Continuiamo sempre a meravigliarci, a sostenere l’invisibile leggerezza del nostro essere.
Abbiamo costruito un cubo di Kubrik, un mandala squisitamente “ordinato”cosi’ da poter controllare tutto, persino la Conoscenza.
Se riusciamo a sospendere per un attimo, in quella “pausa caffè” il nostro giudizio e il nostro buon senso, coglieremo l’immensità che siamo, la bellezza e l’ordine naturale che e’ in noi.
Ma ogni parola e’ già una piccola gabbia che ripete schemi e ripetizioni.
Mi viene alla mente l’immagine delle tre scimmiette.
Non vedo, non sento, non parlo… forse non vuole indicare l’incapacità di vedere, sentire, parlare.
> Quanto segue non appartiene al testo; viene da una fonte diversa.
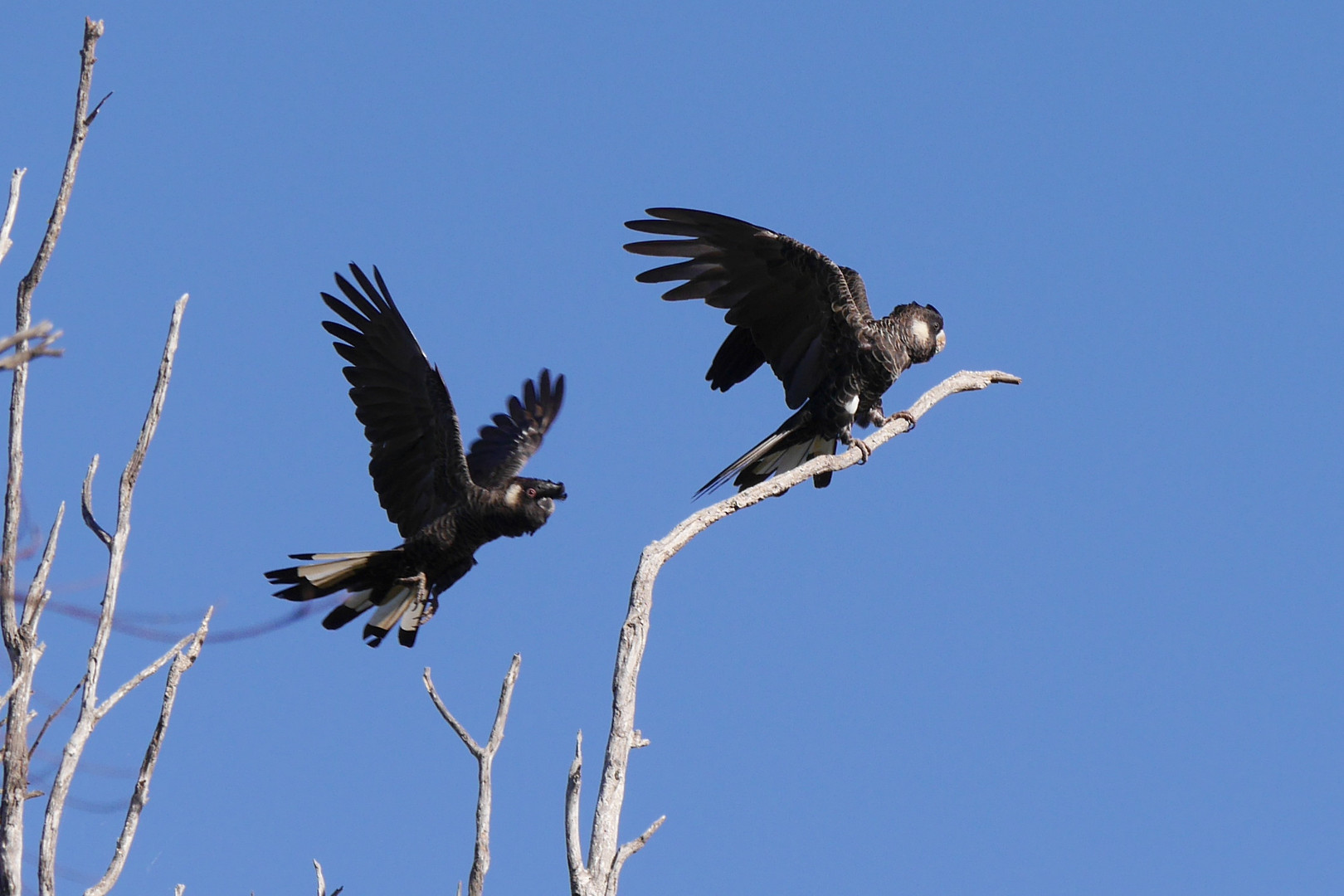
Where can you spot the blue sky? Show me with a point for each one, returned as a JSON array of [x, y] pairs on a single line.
[[1079, 635]]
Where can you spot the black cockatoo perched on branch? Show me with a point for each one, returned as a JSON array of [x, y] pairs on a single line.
[[446, 501], [796, 309]]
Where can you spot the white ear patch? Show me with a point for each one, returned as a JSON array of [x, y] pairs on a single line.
[[919, 331]]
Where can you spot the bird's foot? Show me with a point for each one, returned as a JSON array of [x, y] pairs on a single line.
[[863, 449], [903, 416]]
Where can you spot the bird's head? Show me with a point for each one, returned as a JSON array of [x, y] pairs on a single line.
[[543, 494], [921, 331]]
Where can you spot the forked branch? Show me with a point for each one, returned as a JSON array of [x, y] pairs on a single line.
[[485, 762], [601, 874]]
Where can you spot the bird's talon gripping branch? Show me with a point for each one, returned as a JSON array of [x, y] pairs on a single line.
[[903, 416], [446, 500], [797, 310]]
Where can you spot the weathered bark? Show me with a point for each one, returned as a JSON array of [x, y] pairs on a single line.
[[606, 857]]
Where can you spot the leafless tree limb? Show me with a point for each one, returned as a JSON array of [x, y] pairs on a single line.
[[90, 711], [605, 855], [51, 718], [572, 843], [11, 210], [321, 883], [140, 796], [485, 762], [86, 504], [21, 644], [38, 594]]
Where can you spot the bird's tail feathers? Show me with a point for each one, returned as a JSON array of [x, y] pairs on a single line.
[[370, 577], [793, 444]]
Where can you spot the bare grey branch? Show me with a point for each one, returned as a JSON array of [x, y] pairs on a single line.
[[90, 712], [572, 845], [86, 504], [140, 796], [19, 645], [51, 718], [485, 762], [11, 210], [629, 850], [38, 594], [605, 856]]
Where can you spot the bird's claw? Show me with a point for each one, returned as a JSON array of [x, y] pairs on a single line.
[[903, 416], [864, 451]]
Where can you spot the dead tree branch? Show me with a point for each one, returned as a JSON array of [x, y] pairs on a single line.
[[485, 762], [26, 353], [182, 661], [321, 881], [183, 655], [601, 874], [21, 641], [11, 210]]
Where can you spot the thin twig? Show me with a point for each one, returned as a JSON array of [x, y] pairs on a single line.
[[86, 504], [140, 796], [38, 594], [105, 707], [11, 210], [604, 850], [52, 718], [90, 712], [21, 649], [27, 351], [485, 761], [626, 850], [572, 845]]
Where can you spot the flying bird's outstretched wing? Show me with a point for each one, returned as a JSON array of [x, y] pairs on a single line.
[[509, 444], [416, 442], [788, 303]]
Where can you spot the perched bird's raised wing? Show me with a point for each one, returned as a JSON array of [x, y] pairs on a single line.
[[785, 299], [507, 445], [416, 442]]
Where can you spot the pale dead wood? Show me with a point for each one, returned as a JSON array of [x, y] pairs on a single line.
[[11, 210], [601, 874], [572, 844], [140, 796], [321, 881], [21, 644], [90, 711], [485, 763], [27, 353]]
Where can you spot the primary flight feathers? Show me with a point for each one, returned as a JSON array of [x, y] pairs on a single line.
[[446, 501], [796, 309]]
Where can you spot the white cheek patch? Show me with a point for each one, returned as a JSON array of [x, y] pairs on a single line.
[[919, 332]]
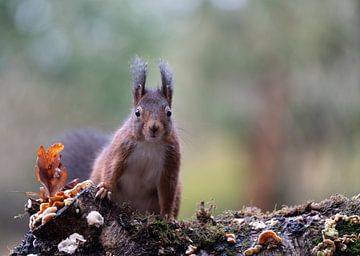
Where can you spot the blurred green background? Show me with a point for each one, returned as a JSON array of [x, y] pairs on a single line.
[[267, 96]]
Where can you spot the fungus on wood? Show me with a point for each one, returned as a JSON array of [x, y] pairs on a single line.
[[331, 227]]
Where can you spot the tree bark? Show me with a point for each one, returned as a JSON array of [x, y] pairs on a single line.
[[124, 232]]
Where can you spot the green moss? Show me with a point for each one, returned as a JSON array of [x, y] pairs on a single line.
[[354, 249], [206, 235], [317, 240], [347, 228]]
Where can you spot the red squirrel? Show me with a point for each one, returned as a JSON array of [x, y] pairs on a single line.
[[140, 164]]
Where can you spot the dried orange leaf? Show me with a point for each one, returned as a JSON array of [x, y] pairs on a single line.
[[49, 171]]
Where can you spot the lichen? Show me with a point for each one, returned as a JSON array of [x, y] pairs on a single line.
[[341, 236]]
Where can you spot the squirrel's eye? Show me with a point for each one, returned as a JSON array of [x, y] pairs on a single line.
[[137, 112]]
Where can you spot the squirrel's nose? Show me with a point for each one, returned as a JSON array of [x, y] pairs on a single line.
[[154, 128]]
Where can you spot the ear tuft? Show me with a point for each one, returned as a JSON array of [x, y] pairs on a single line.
[[166, 80], [138, 72]]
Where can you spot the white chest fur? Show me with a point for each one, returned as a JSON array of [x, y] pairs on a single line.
[[141, 177]]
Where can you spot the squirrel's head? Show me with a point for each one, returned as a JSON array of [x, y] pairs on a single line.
[[151, 115]]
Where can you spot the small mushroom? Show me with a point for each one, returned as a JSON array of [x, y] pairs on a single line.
[[230, 238], [253, 250], [268, 236], [48, 217], [190, 250]]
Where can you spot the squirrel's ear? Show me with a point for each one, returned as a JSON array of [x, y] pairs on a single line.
[[166, 81], [138, 72]]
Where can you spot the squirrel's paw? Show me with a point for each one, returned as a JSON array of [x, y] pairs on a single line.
[[103, 191]]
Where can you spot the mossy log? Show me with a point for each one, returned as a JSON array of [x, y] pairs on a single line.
[[330, 227]]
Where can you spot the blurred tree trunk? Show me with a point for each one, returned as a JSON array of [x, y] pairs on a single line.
[[267, 138]]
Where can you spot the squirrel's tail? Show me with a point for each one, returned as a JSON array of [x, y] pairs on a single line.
[[81, 149]]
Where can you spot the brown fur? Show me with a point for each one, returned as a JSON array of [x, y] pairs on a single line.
[[154, 127]]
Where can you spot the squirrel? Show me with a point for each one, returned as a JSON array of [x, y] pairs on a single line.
[[140, 163]]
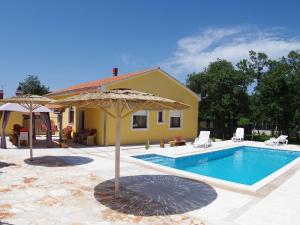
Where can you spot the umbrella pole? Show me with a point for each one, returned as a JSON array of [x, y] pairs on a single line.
[[30, 130], [117, 153]]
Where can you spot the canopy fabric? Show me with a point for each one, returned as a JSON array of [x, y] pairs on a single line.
[[31, 103], [27, 99], [119, 100], [131, 99], [4, 124], [15, 107]]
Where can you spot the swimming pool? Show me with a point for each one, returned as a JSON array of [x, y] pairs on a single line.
[[242, 165]]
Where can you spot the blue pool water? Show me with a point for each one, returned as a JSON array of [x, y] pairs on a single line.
[[243, 165]]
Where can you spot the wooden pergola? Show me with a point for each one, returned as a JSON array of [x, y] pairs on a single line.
[[124, 102]]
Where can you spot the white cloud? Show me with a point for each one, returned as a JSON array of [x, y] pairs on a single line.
[[128, 60], [194, 53]]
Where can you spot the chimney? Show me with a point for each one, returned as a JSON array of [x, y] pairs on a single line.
[[19, 91], [115, 72]]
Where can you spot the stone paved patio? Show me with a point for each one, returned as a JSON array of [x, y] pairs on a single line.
[[74, 186]]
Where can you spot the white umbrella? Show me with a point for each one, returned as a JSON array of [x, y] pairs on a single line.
[[14, 107], [31, 103]]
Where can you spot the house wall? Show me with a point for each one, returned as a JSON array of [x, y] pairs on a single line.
[[94, 120], [14, 118], [159, 84], [153, 82]]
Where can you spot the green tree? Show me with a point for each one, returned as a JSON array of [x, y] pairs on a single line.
[[278, 93], [32, 85], [223, 95]]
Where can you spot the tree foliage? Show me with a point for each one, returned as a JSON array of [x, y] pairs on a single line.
[[227, 101], [223, 94], [32, 85]]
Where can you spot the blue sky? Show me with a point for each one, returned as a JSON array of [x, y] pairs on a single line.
[[67, 42]]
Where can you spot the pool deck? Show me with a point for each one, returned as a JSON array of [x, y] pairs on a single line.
[[72, 186]]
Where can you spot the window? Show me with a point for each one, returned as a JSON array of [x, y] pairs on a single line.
[[71, 115], [160, 117], [140, 120], [175, 119]]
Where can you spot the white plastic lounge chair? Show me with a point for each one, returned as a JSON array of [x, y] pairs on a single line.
[[239, 134], [282, 139], [202, 140]]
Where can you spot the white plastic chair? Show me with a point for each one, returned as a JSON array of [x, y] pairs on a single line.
[[202, 140], [282, 139], [23, 137]]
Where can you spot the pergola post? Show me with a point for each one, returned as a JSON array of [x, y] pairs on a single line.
[[117, 151], [30, 130]]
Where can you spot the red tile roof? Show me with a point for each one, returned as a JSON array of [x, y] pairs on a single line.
[[95, 84]]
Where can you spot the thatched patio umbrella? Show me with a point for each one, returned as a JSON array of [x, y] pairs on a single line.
[[31, 103], [120, 99]]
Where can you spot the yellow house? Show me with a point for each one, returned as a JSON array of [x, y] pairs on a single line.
[[142, 125]]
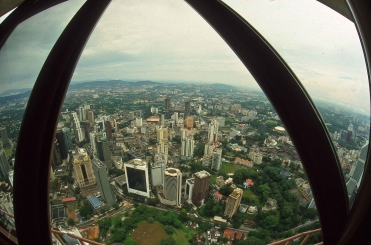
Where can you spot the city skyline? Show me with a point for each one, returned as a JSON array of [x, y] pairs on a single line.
[[326, 55]]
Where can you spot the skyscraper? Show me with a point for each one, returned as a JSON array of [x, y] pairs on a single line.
[[213, 131], [233, 202], [173, 185], [136, 172], [103, 151], [217, 159], [187, 108], [4, 137], [187, 147], [83, 169], [190, 183], [4, 164], [104, 187], [108, 130], [201, 188]]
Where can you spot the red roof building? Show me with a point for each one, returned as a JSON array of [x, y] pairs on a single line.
[[68, 199]]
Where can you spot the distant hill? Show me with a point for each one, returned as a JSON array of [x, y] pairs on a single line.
[[111, 83], [5, 99], [14, 92]]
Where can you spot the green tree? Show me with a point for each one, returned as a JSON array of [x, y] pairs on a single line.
[[130, 241], [70, 222], [167, 241]]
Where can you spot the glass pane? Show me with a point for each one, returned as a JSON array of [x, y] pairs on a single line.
[[323, 49], [161, 112], [21, 59]]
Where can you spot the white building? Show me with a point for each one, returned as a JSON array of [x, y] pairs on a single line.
[[213, 131], [136, 172], [173, 186], [217, 159], [187, 147]]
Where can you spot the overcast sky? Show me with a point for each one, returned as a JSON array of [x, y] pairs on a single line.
[[168, 41]]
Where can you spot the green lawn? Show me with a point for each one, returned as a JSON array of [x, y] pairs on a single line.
[[182, 237], [247, 193], [213, 179], [229, 167]]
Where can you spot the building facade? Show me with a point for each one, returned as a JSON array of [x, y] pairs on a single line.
[[201, 188]]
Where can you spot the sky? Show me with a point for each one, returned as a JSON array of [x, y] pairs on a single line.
[[167, 40]]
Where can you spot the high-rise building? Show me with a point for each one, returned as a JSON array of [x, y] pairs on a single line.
[[104, 187], [233, 202], [167, 104], [217, 159], [131, 115], [173, 185], [187, 108], [190, 183], [201, 188], [108, 130], [213, 131], [83, 169], [136, 172], [103, 151], [157, 170], [4, 137], [162, 120], [187, 147], [138, 122], [93, 142], [56, 155], [189, 122], [86, 126], [4, 164]]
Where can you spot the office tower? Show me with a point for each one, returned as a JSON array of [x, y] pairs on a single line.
[[4, 165], [86, 126], [103, 151], [4, 137], [62, 142], [93, 142], [201, 188], [91, 118], [104, 187], [83, 169], [136, 172], [213, 131], [233, 202], [108, 130], [131, 115], [81, 113], [162, 120], [355, 174], [173, 185], [183, 133], [187, 109], [217, 159], [157, 169], [189, 122], [79, 136], [167, 104], [162, 134], [190, 183], [187, 147], [138, 122], [209, 149], [56, 155]]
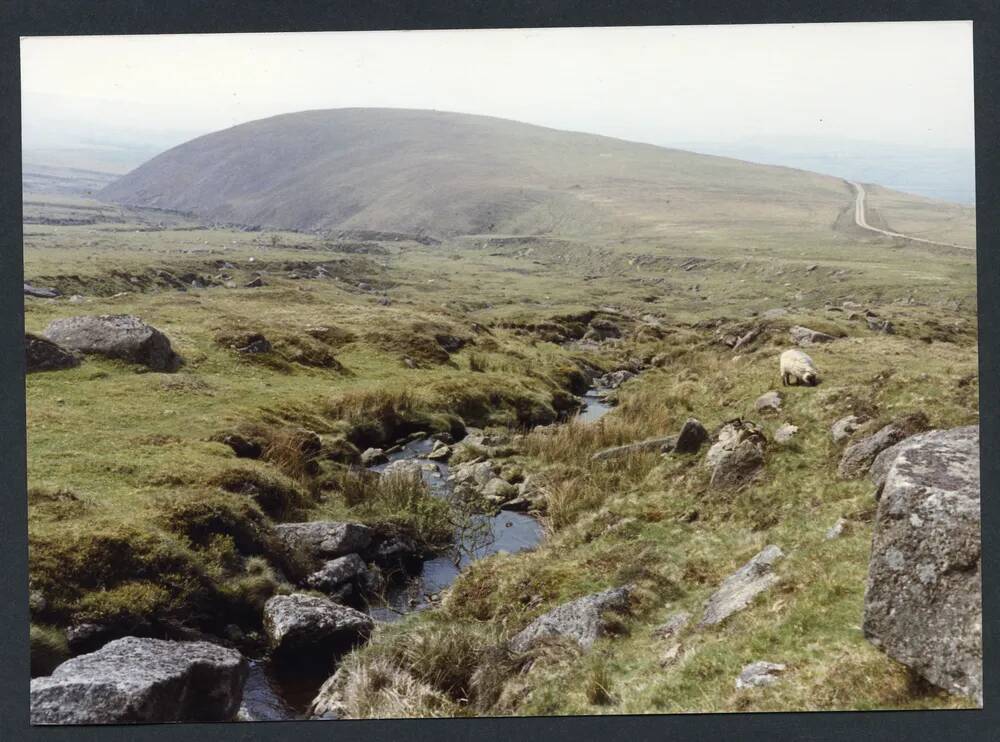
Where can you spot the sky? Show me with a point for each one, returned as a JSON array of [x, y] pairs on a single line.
[[908, 84]]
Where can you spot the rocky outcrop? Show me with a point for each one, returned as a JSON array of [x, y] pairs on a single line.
[[121, 336], [142, 680], [737, 456], [859, 457], [923, 603], [320, 541], [44, 355], [299, 625], [581, 620], [805, 337], [662, 445], [759, 674], [739, 589]]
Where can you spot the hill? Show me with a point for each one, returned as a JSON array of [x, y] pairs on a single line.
[[448, 174]]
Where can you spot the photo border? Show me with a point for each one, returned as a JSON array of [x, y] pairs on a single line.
[[80, 17]]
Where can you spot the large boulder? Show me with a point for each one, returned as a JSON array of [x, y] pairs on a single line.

Al contrario e’ un invito a ritirare i sensi per meglio vedere, per meglio scegliere le parole, per meglio imparare ad ascoltare.
Abbiamo bisogno di una magia, quella magia che sa attraversare il sogno.
Un nuovo sogno, una nuova visione.
La nostra nuova Visione.
Con oculatezza, con garbo, con armonia, con discriminazione, con verità, con maestria, con compassione, con amore e luce.
Insieme verso il Nuovo.
“Smera smera stimita”
Quello che conta è non finire mai di stupirsi.